Sanusi, misalnya, ketika menjadi kedi telah mengikuti berbagai kejuaraan amatir, meskipun untuk itu bapaknya sering menjual atau menggadaikan barang se-belum kejuaraan. Maklum, sang bapak hanya bekerja sebagai perawat rumput di Sawangan. Untuk mengikuti kejuaraan golf, uang pendaftaran sekitar Rp 300 ribu dan uang kedi Rp 70 ribu plus tipsnya. ”Belum makan, minum, serta transportasi. Mahal biayanya,” kata Sanusi, yang menjadi asisten pelatih Pelatnas Golf SEA Games lalu.
Namun, perjuangan Sanusi, 32 tahun, pun berbuah manis. Setelah berkali-kali juara di tingkat amatir, tahun 1990 ia masuk Pelatnas. Namun, Sanusi tidak puas hanya sampai di sini. Karena pertandingan di kelas amatir tidak menghasilkan uang, sejak 1994 ia masuk pro.
Meski berkali-kali juara di amatir, persaingan di pro ternyata sangat ketat. Selama karirnya di pro, baru sekali ia juara pertama, yakni di Jagorawi Japan Golf Foundations Open 2001, Mei lalu. Dengan kemenangan tersebut, ia berhak atas uang sebesar Rp 39 juta. Hadiah sebesar itu tidak semuanya disimpan. Bersama pamannya, Maan, Sanusi menggunakan sebagian hadiah itu ke Malaysia guna mengikuti kejuaraan golf di sana.
Generasi di bawah Sanusi ada Indra dan Iin (lihat Empang untuk Golf). Di tingkat junior ada Henry, Alga, Denny, dan Fahmi. Tiga nama terakhir adalah kakak-beradik anak Anam K., pegolf profesional seangkatan Maan yang kini berbisnis peralatan golf. Dukungan Anam membuat Alga dan adik-adiknya mampu mengukir prestasi.
Alga, remaja kelahiran 8 Desember 1983 itu, tahun 1994 mampu berada di enam besar kejuaraan junior tingkat dunia di AS. ”Pertama kali ikut kejuaraan dunia, saya sempat satu turnamen dengan Tiger Wood, tapi beda kelompok umur,” tutur Alga, bangga.
Namun, tidak semua anak Bojongsari mampu mengecap prestasi seperti Iin dan Alga bersaudara. Abdullah, contohnya. Ia beberapa kali sempat mengikuti kejuaraan amatir. Karena belum membuahkan kemenangan, orang tua Abdullah langsung menghentikan dukungannya. ”Bapak sudah enggak punya duit lagi untuk membiayai saya main golf,” katanya sedih.
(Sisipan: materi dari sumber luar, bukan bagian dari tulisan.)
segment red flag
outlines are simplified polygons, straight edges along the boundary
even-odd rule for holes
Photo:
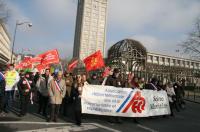
[[[109,74],[110,74],[110,70],[111,70],[111,68],[110,67],[106,67],[105,68],[105,70],[104,70],[104,72],[103,72],[103,77],[107,77]]]
[[[59,54],[56,49],[49,50],[45,52],[44,54],[42,54],[42,56],[43,58],[42,58],[41,64],[43,65],[55,64],[55,63],[59,63],[60,61]]]
[[[96,70],[105,66],[100,50],[85,58],[83,62],[85,63],[87,71]]]
[[[35,67],[38,69],[38,71],[39,71],[40,73],[42,73],[42,71],[45,70],[46,68],[49,68],[49,66],[45,66],[45,65],[42,65],[42,64],[38,64],[38,65],[35,66]]]
[[[43,54],[37,55],[34,58],[31,58],[32,63],[41,63],[43,58]]]
[[[73,61],[72,63],[70,63],[69,65],[68,65],[68,71],[72,71],[76,66],[77,66],[77,64],[78,64],[78,60],[75,60],[75,61]]]

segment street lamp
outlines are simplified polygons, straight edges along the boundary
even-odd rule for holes
[[[12,54],[11,54],[11,64],[12,64],[12,59],[13,59],[13,52],[14,52],[14,46],[15,46],[15,37],[16,37],[16,32],[17,32],[17,26],[23,25],[23,24],[27,24],[28,27],[32,27],[32,23],[31,22],[18,22],[16,21],[16,25],[15,25],[15,32],[14,32],[14,37],[13,37],[13,45],[12,45]]]

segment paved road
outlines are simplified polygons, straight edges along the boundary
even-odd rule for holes
[[[34,112],[20,118],[15,112],[0,117],[0,132],[200,132],[200,104],[187,102],[185,110],[175,112],[175,117],[140,118],[139,124],[124,118],[122,124],[111,124],[105,117],[87,116],[82,126],[74,125],[69,118],[60,118],[59,123],[47,123]]]

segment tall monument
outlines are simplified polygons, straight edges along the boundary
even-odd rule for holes
[[[107,0],[78,0],[73,57],[105,54]]]

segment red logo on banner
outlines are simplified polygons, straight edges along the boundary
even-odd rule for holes
[[[83,60],[87,71],[96,70],[105,66],[101,51],[91,54]]]
[[[125,109],[122,111],[123,113],[126,113],[128,109],[131,107],[132,111],[134,113],[142,113],[145,107],[145,99],[141,96],[141,92],[137,91],[131,101],[128,103],[128,105],[125,107]]]

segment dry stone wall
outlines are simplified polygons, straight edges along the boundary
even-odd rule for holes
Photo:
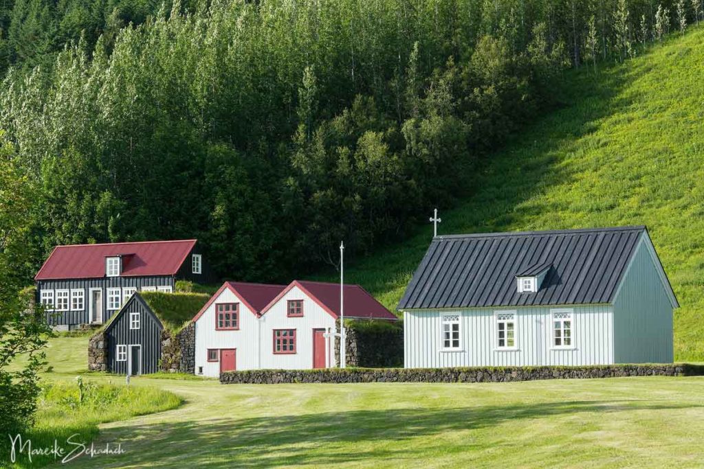
[[[220,374],[222,384],[293,383],[503,383],[534,380],[625,376],[704,375],[704,366],[689,364],[444,368],[327,368],[252,370]]]

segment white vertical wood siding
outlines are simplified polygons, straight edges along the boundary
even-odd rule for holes
[[[574,348],[552,347],[551,309],[572,311]],[[496,349],[497,311],[516,312],[515,350]],[[460,350],[444,352],[443,314],[459,314]],[[413,310],[403,314],[406,368],[592,365],[614,363],[612,307],[518,307],[467,309]]]
[[[239,330],[215,330],[218,303],[239,303]],[[220,360],[208,361],[208,349],[237,349],[235,366],[238,370],[259,368],[258,328],[256,316],[230,289],[223,290],[196,321],[196,373],[202,366],[203,375],[220,375]]]
[[[303,300],[303,316],[287,316],[289,300]],[[335,319],[298,287],[294,287],[282,297],[262,316],[262,368],[306,369],[313,368],[313,331],[325,329],[334,332]],[[296,353],[274,353],[274,329],[296,329]],[[330,364],[330,340],[325,340],[325,357]]]
[[[303,300],[303,317],[287,316],[287,301]],[[239,302],[239,330],[215,330],[215,304]],[[313,368],[313,331],[334,330],[335,320],[315,301],[294,287],[264,316],[258,319],[226,288],[196,321],[196,369],[203,375],[220,375],[220,361],[208,361],[208,349],[237,349],[237,370],[260,368],[305,369]],[[296,329],[296,353],[274,354],[275,329]],[[326,340],[325,356],[331,363],[330,341]]]
[[[639,245],[614,300],[617,363],[672,363],[672,304],[647,241]]]

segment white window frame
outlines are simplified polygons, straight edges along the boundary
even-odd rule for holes
[[[54,307],[55,311],[70,311],[71,290],[54,290]],[[61,301],[60,302],[59,300]],[[65,300],[65,304],[64,300]]]
[[[117,311],[118,309],[120,309],[120,307],[122,307],[122,293],[120,288],[106,289],[106,296],[107,297],[106,299],[106,304],[108,305],[107,307],[108,311]],[[111,301],[111,300],[114,300],[115,298],[118,299],[117,303],[113,303],[113,302]],[[117,307],[113,307],[115,304],[117,304]]]
[[[46,300],[51,299],[51,302],[48,302]],[[42,305],[44,306],[44,309],[46,311],[54,311],[54,290],[42,290],[39,293],[39,302]]]
[[[74,304],[74,300],[76,304]],[[71,290],[71,311],[85,311],[86,290],[83,288]]]
[[[567,315],[567,317],[556,318],[557,316]],[[565,345],[565,321],[570,321],[570,345]],[[562,345],[555,345],[556,338],[555,332],[555,323],[560,323],[560,342]],[[550,310],[550,348],[553,350],[573,350],[577,348],[574,345],[574,310],[571,308],[558,308]]]
[[[130,297],[134,293],[137,293],[137,287],[122,287],[122,304],[127,302],[127,300],[130,300]]]
[[[452,318],[452,319],[446,319]],[[456,319],[454,319],[456,318]],[[445,346],[445,324],[450,324],[450,346]],[[457,324],[457,347],[452,346],[453,340],[452,338],[452,326]],[[458,352],[462,350],[462,315],[460,313],[441,314],[440,315],[440,351],[441,352]]]
[[[203,273],[203,256],[200,254],[194,254],[191,255],[191,271],[194,274]]]
[[[120,257],[105,258],[105,275],[107,277],[120,276]]]
[[[115,361],[127,361],[127,346],[120,344],[115,347]]]
[[[513,317],[510,319],[506,319],[505,316],[511,315]],[[508,328],[507,324],[511,323],[513,324],[513,345],[508,345],[508,338],[505,335],[505,333],[508,331]],[[499,337],[499,328],[500,325],[503,324],[504,327],[504,341],[506,344],[505,345],[500,345],[498,343]],[[515,309],[499,309],[494,311],[494,347],[495,350],[517,350],[518,349],[518,311]]]
[[[139,311],[132,311],[130,313],[130,330],[139,330],[142,326]]]
[[[535,277],[517,277],[519,293],[534,293],[536,278]]]

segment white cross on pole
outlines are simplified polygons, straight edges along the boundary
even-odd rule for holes
[[[344,303],[344,273],[343,271],[343,259],[345,245],[340,241],[340,368],[344,368],[347,364],[347,357],[345,347],[345,303]]]
[[[433,211],[433,216],[430,217],[430,221],[433,224],[433,238],[435,238],[438,236],[438,224],[442,221],[441,219],[438,218],[437,209]]]

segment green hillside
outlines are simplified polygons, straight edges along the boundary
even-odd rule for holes
[[[704,29],[625,64],[565,76],[567,105],[492,156],[440,233],[646,224],[681,308],[675,356],[704,360]],[[429,224],[346,272],[390,308]]]

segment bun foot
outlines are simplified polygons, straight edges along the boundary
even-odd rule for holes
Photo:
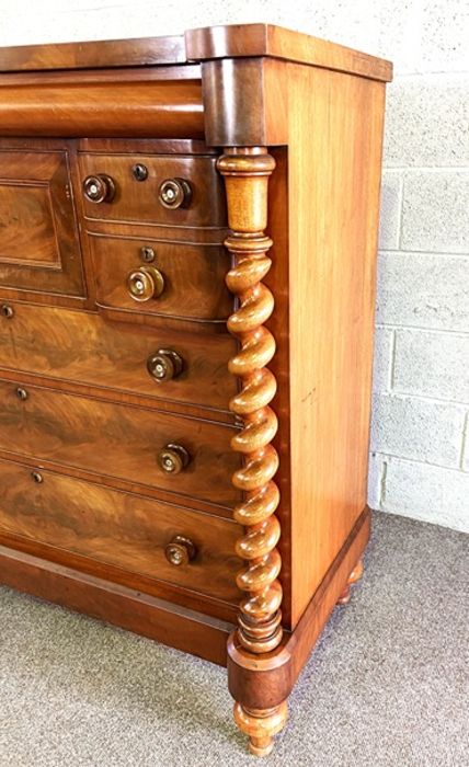
[[[274,747],[274,735],[283,729],[288,716],[287,702],[272,709],[248,709],[234,703],[234,721],[249,735],[249,749],[255,756],[267,756]]]
[[[351,574],[348,575],[347,580],[347,585],[345,586],[344,591],[340,595],[338,599],[338,605],[348,605],[351,600],[351,586],[359,581],[359,579],[363,575],[363,559],[359,559],[354,569],[352,570]]]

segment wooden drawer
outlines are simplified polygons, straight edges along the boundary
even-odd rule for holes
[[[168,154],[79,154],[82,183],[88,176],[107,176],[114,184],[111,202],[92,203],[83,194],[87,218],[171,227],[226,227],[227,213],[222,180],[216,157]],[[145,165],[148,178],[137,181],[136,164]],[[190,184],[190,199],[183,207],[167,208],[159,198],[160,185],[182,179]]]
[[[0,288],[85,295],[68,163],[0,150]]]
[[[10,381],[0,382],[0,402],[2,450],[220,505],[240,497],[231,485],[240,463],[233,426]],[[178,474],[158,462],[169,444],[190,456]]]
[[[42,481],[30,468],[0,461],[0,536],[21,536],[218,599],[239,599],[236,523],[50,471],[35,478]],[[167,559],[176,536],[194,545],[188,563]]]
[[[111,237],[91,237],[90,241],[99,306],[222,322],[233,311],[233,297],[225,284],[230,256],[222,247]],[[144,248],[155,252],[155,260],[149,264],[141,261]],[[157,277],[162,278],[161,285],[151,277],[152,268],[157,270]],[[149,273],[150,281],[159,289],[146,300],[136,300],[128,281],[133,274],[135,279],[144,279],[141,273]]]
[[[228,334],[155,330],[26,304],[7,308],[13,314],[0,314],[0,368],[5,370],[220,410],[237,391],[228,371],[237,342]],[[161,382],[147,368],[159,350],[175,352],[182,360],[181,373]]]

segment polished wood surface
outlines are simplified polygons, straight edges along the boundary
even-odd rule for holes
[[[67,394],[21,381],[0,381],[0,450],[59,467],[160,488],[231,506],[240,497],[226,478],[240,463],[230,450],[234,427]],[[178,443],[191,461],[178,477],[158,454]]]
[[[141,67],[185,61],[184,37],[18,45],[0,48],[0,71]]]
[[[100,45],[0,51],[0,582],[216,662],[233,629],[263,756],[369,536],[391,66],[266,24]]]
[[[229,621],[0,546],[0,583],[225,666]]]
[[[295,626],[366,504],[385,87],[297,67],[288,94]]]
[[[104,173],[114,180],[116,194],[112,202],[93,204],[83,197],[84,215],[90,219],[161,224],[171,227],[225,227],[226,203],[221,180],[216,171],[216,158],[182,154],[142,154],[127,144],[123,152],[80,152],[80,175]],[[133,174],[136,163],[145,165],[148,178],[138,181]],[[186,207],[168,209],[159,199],[159,187],[169,179],[190,183],[192,195]],[[92,229],[92,224],[88,225]],[[184,232],[190,236],[190,232]]]
[[[65,147],[0,147],[1,286],[84,295],[68,164]]]
[[[276,380],[266,367],[275,354],[275,339],[264,327],[274,311],[274,297],[262,283],[268,273],[267,253],[272,240],[267,226],[268,178],[275,160],[263,148],[228,150],[218,161],[225,178],[228,221],[232,233],[225,241],[234,264],[227,285],[239,298],[239,307],[228,320],[228,329],[241,342],[229,367],[241,380],[241,390],[230,401],[230,410],[243,421],[243,430],[231,445],[244,463],[232,478],[244,492],[233,517],[245,528],[237,542],[237,552],[247,560],[237,582],[248,595],[240,604],[241,646],[255,655],[272,652],[282,642],[282,585],[278,575],[282,559],[276,548],[281,526],[275,511],[279,503],[274,477],[278,454],[271,444],[277,432],[277,417],[270,407],[276,393]],[[287,717],[284,701],[274,709],[234,706],[234,721],[249,735],[250,749],[258,756],[271,753],[273,737]]]
[[[392,78],[390,61],[274,24],[229,24],[188,30],[185,41],[187,58],[197,61],[262,56],[376,80],[389,81]]]
[[[226,324],[233,301],[224,279],[230,266],[224,248],[148,238],[92,237],[90,243],[99,306]],[[146,268],[142,249],[153,251],[153,260],[148,265],[160,272],[163,287],[160,295],[139,302],[131,297],[127,278],[133,272]]]
[[[234,700],[248,709],[281,706],[291,692],[311,650],[334,609],[347,579],[369,539],[370,513],[364,508],[299,623],[285,632],[272,653],[252,655],[233,631],[228,640],[228,684]],[[262,679],[262,684],[260,684]]]
[[[0,48],[1,50],[1,48]],[[0,136],[203,138],[197,80],[0,83]]]
[[[234,553],[240,530],[213,515],[148,501],[65,476],[0,460],[0,534],[71,551],[236,604]],[[187,563],[168,562],[165,547],[185,536],[195,547]]]
[[[1,307],[12,316],[5,317]],[[147,368],[159,348],[174,350],[183,360],[181,374],[161,384]],[[226,411],[227,397],[237,391],[227,366],[234,352],[236,342],[227,334],[155,331],[91,312],[15,301],[0,306],[0,376],[31,373],[59,386],[72,384],[76,390],[77,384],[96,387],[95,394],[103,388],[114,398],[116,392],[134,394],[137,404],[145,397],[146,403],[164,400],[168,407],[184,402]],[[213,412],[211,417],[220,415]]]

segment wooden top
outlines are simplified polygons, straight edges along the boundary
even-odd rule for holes
[[[392,78],[390,61],[272,24],[210,26],[169,37],[0,48],[0,71],[155,67],[236,57],[271,57],[376,80]]]

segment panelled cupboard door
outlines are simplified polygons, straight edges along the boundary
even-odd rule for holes
[[[84,296],[66,149],[0,149],[0,289]]]

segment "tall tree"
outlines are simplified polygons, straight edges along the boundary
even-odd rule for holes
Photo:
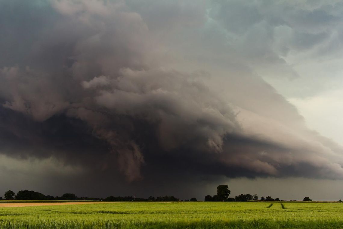
[[[11,190],[8,190],[5,193],[3,196],[5,197],[5,199],[13,199],[13,197],[14,197],[15,195],[15,193],[14,192]]]
[[[231,193],[227,185],[221,185],[217,187],[217,196],[220,201],[226,200]]]

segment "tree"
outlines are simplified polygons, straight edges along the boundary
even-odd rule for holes
[[[5,197],[5,199],[13,199],[13,197],[14,197],[15,195],[15,193],[14,192],[11,190],[8,190],[5,193],[5,194],[3,195],[3,197]]]
[[[45,199],[45,196],[34,191],[21,190],[15,196],[16,199]]]
[[[252,200],[252,196],[250,194],[241,194],[235,197],[235,201],[246,202]]]
[[[231,193],[227,185],[221,185],[217,187],[217,196],[219,201],[226,200]]]
[[[307,197],[305,197],[305,198],[304,198],[304,199],[303,200],[303,201],[312,201],[312,200],[310,198],[310,197],[307,196]]]
[[[274,199],[272,198],[271,196],[268,196],[267,197],[265,197],[265,199],[264,200],[267,201],[273,201],[274,200]]]

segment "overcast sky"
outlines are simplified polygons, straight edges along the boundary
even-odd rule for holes
[[[0,193],[343,197],[341,1],[0,0]]]

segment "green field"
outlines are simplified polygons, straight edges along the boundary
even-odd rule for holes
[[[343,228],[343,204],[117,203],[0,208],[1,228]]]

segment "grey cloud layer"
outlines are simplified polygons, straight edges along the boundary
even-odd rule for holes
[[[0,10],[16,13],[0,14],[3,153],[53,157],[131,181],[184,173],[343,178],[342,148],[308,129],[254,73],[260,66],[297,77],[283,55],[322,46],[336,8],[21,2],[0,1]],[[292,36],[279,44],[277,33]]]

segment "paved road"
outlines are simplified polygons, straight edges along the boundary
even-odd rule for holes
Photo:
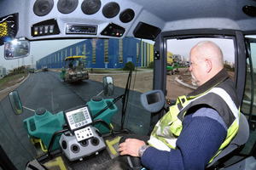
[[[41,71],[31,74],[16,90],[24,106],[33,110],[44,107],[52,113],[57,113],[84,105],[102,89],[102,82],[86,80],[79,83],[67,83],[60,79],[58,72]],[[115,88],[114,90],[113,97],[125,92],[125,89],[119,88]],[[130,129],[143,133],[148,129],[148,120],[146,118],[148,119],[150,116],[141,109],[138,95],[137,92],[130,93],[125,122]],[[114,124],[119,124],[122,105],[120,101],[116,105],[119,113],[113,117],[113,121]],[[0,103],[0,144],[20,169],[28,160],[36,156],[36,150],[28,140],[22,122],[33,114],[32,111],[24,110],[23,114],[15,115],[8,97]]]

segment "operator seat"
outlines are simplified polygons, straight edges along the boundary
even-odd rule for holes
[[[228,156],[235,151],[236,149],[241,148],[243,146],[249,138],[249,125],[246,116],[241,113],[240,119],[239,119],[239,129],[237,134],[230,142],[230,144],[224,148],[218,156],[217,156],[213,161],[207,166],[207,169],[218,169],[221,167],[221,163],[223,163]]]

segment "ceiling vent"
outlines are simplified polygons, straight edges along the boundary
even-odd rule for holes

Begitu banyaknya pegolf yang berasal dari Bojongsari membuat setiap kejuaraan golf ibarat kejuaraan antar-RT bagi mereka. Sebab, dalam satu kejuaraan, pasti lebih dari 10 pegolf yang berasal dari Bojongsari. Kalau kejuaraannya di luar Jakarta, mereka berangkat bersama-sama. ”Kita naik kereta, menginap di hotel yang sama. Satu kamar ada yang bertiga. Biar irit,” kata Sanusi.
Gairah di ”kampung golf” itu merupakan hal yang menggembirakan bagi Sekretaris Jenderal Persatuan Golf Indonesia (PGI), Kusnan Ismukanto. Menurut dia, kebijakan Padang Golf Sawangan yang membolehkan warga sekitar bermain golf di lapangannya sesuai dengan keinginan PGI. ”Kita bahkan menganjurkan agar lebih banyak lagi pengelola lapangan yang begitu,” kata Kusnan.
Kusnan tentu benar. Sebab, selain kebijakan itu memperluas ketersediaan atlet berbakat, juga bisa menghindari kejadian yang dialami Padang Golf Cimacan, Puncak, Jawa Barat. Di Cimacan, warga mencangkuli lapangan golf untuk nafkah.